Biotechnologische Züchtungsverfahren der nächsten Generation

21.06.2011 | von Redaktion Pflanzenforschung.de

Innovative Verfahren revolutionieren die Züchtungsforschung (Quelle: © iStockphoto.com/ Mara Radeva)
Innovative Verfahren revolutionieren die Züchtungsforschung (Quelle: © iStockphoto.com/ Mara Radeva)

Ein Bericht der Gemeinsamen Forschungsstelle der Europäischen Kommission (Joint Research Center, JRC) widmet sich aktuellen Methodenentwicklungen in der Pflanzenzüchtung. Gemeinsame ist diesen Methoden, dass sie darauf abzielen, die Pflanzenzüchtung zu beschleunigen und die Veränderungen im Genom von Kulturpflanzen gezielter vorzunehmen.

Auf insgesamt 220 Seiten fasst der Bericht aktuelle Entwicklungen in Forschung und Züchtung zusammen, analysiert und bewertet diese. Deutlich werden vor allem drei Dinge: 

  • Die Nutzung von kreativen und innovativen Methoden in der Pflanzenzüchtung ist die Voraussetzung, um notwendige Ertragszuwächse als auch Ertragssicherheit garantieren zu können.
  • Die Erkenntnisse der Genomforschung haben diese Methodenentwicklungen möglich gemacht. 
  • Europa nimmt bei der Entwicklung dieser Methoden eine weltweite Vorreiterstellung ein. 

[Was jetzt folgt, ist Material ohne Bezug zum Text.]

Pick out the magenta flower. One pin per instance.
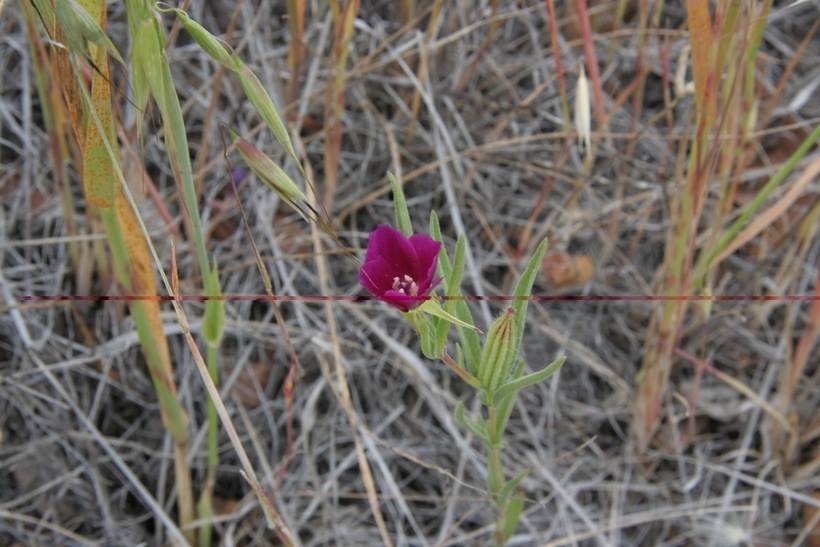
(400, 270)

Die Universität Wageningen ist die weltweit aktivste Forschungseinrichtung bei der Entwicklung neuer Züchtungsmethoden. In Deutschland sind es vor allem zwei Forschungseinrichtungen die herausstechen: Zum einen das Max-Planck-Institut für Züchtungsforschung in Köln und das Institut für Pflanzengenetik und Kulturpflanzenforschung in Gatersleben.

Spannend ist auch der Blick auf die Patentvergabe für den Bereich neuer pflanzenzüchterischer Methoden. Insgesamt 62 Patente und damit 65% der Patentanmeldungen kamen aus den USA. Während 25 Patentanmeldungen bzw. 26% aller weltweit über eine Stichwortsuche ermittelten Patente aus Europa kamen, davon 13 aus den Niederlanden und 4 aus Deutschland. 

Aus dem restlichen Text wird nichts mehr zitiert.